4. Maximum Likelihood Reconstruction of Ancestral Networks by Integer Linear Programming
Vaibhav Rajan, Carl Kingsford, Xiuwei Zhang
Motivation The study of the evolutionary history of biological networks enables deep functional understanding of various bio-molecular processes. Network growth models, such as the Duplication-Mutation with Complementarity (DMC) model, provide a principled approach to characterizing the evolution of protein-protein interactions (PPI) based on duplication and divergence. Current methods for model-based ancestral network reconstruction primarily use greedy heuristics and yield sub-optimal solutions. Results We present a new Integer Linear Programming (ILP) solution for maximum likelihood reconstruction of ancestral PPI networks using the DMC model. We prove the correctness of our solution that is designed to find the optimal solution.

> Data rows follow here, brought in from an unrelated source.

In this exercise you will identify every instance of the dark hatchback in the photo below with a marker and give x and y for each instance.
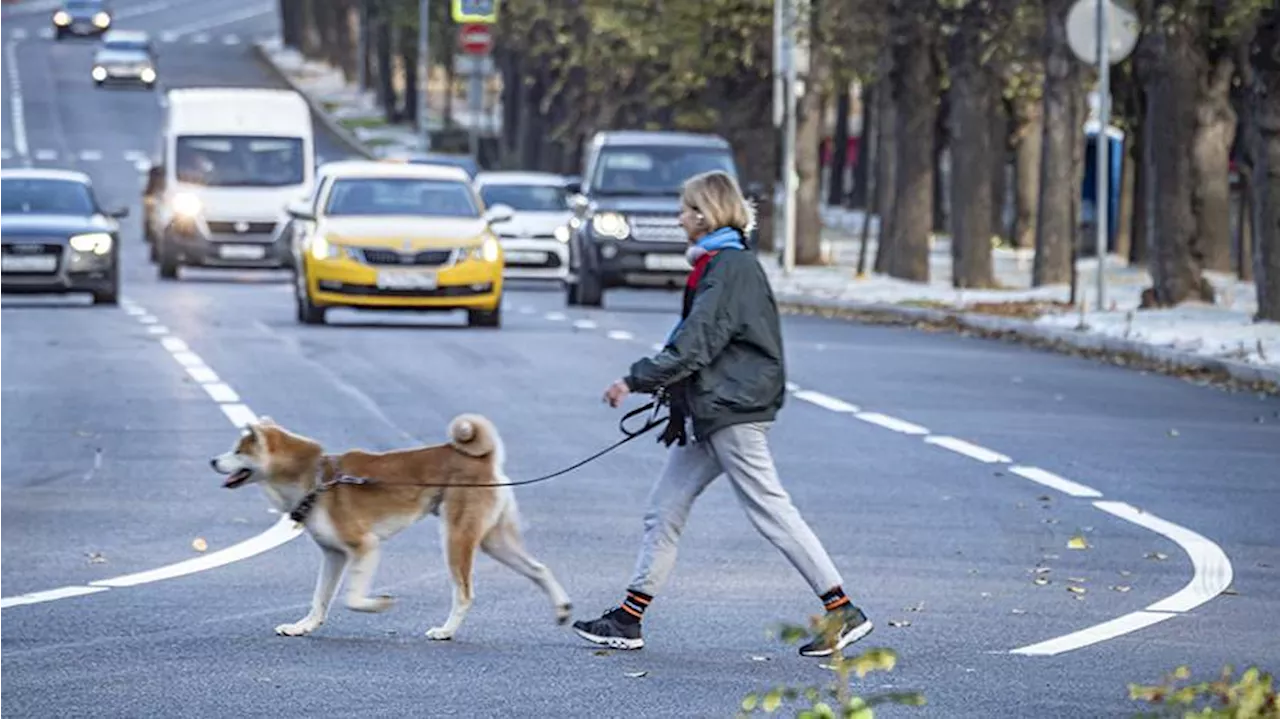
(82, 18)
(55, 237)
(625, 232)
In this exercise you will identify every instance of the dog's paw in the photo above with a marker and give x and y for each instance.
(439, 633)
(563, 613)
(371, 605)
(296, 630)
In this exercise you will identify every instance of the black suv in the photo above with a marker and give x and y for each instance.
(624, 232)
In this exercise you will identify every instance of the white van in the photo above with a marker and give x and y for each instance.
(228, 160)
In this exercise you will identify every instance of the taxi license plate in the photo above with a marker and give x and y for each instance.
(526, 257)
(667, 262)
(28, 262)
(406, 279)
(242, 251)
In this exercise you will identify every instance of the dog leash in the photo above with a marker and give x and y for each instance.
(305, 505)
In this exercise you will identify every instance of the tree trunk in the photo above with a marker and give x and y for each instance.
(1215, 134)
(972, 100)
(915, 82)
(860, 197)
(999, 164)
(1028, 138)
(1055, 223)
(1264, 123)
(886, 174)
(1173, 91)
(839, 150)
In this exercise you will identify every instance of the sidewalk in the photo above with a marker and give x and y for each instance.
(1220, 339)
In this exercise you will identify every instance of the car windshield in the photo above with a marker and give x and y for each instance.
(526, 197)
(240, 161)
(23, 196)
(656, 170)
(402, 196)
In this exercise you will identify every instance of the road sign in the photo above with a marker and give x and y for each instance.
(475, 12)
(475, 39)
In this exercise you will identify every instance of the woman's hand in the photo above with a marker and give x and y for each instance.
(616, 393)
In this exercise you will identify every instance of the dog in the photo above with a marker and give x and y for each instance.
(351, 521)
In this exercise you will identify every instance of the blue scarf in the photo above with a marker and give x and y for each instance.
(716, 241)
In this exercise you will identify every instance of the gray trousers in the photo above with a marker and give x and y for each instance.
(741, 453)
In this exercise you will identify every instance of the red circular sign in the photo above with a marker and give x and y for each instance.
(475, 39)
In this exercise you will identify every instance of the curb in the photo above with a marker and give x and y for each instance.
(1159, 357)
(316, 110)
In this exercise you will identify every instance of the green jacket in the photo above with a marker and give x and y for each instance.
(728, 347)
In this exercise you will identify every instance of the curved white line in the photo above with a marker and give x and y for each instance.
(1212, 573)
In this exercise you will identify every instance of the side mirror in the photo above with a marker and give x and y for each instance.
(499, 214)
(300, 210)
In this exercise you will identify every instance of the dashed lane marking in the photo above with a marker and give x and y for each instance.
(240, 415)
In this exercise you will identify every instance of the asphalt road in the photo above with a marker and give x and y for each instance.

It can also use efficient heuristics from general-purpose ILP solvers to obtain multiple optimal and near-optimal solutions that may be useful in many applications. Experiments on synthetic data show that our ILP obtains solutions with higher likelihood than those from previous methods, and is robust to noise and model mismatch. We evaluate our algorithm on two real PPI networks, with proteins from the families of bZIP transcription factors and the Commander complex. On both the networks, solutions from our ILP have higher likelihood and are in better agreement with independent biological evidence from other studies. Availability A Python implementation is available at https://bitbucket.org/cdal/. Contact vaibhav.rajan{at}nus.edu.sg
5. Distance Indexing and Seed Clustering in Sequence Graphs
Xian Chang, Jordan Eizenga, Adam M. Novak, Jouni Sirén, Benedict Paten
Graph representations of genomes are capable of expressing more genetic variation and can therefore better represent a population than standard linear genomes. However, due to the greater complexity of genome graphs relative to linear genomes, some functions that are trivial on linear genomes become more difficult in genome graphs. Calculating distance is one such function that is simple in a linear genome but much more complicated in a graph context. In read mapping algorithms, distance calculations are commonly used in a clustering step to determine if seed alignments could belong to the same mapping. Clustering algorithms are a bottleneck for some mapping algorithms due to the cost of repeated distance calculations. We have developed an algorithm for quickly calculating the minimum distance between positions on a sequence graph using a minimum distance index. We have also developed an algorithm that uses the distance index to cluster seeds on a graph. We demonstrate that our implementations of these algorithms are efficient and practical to use for mapping algorithms.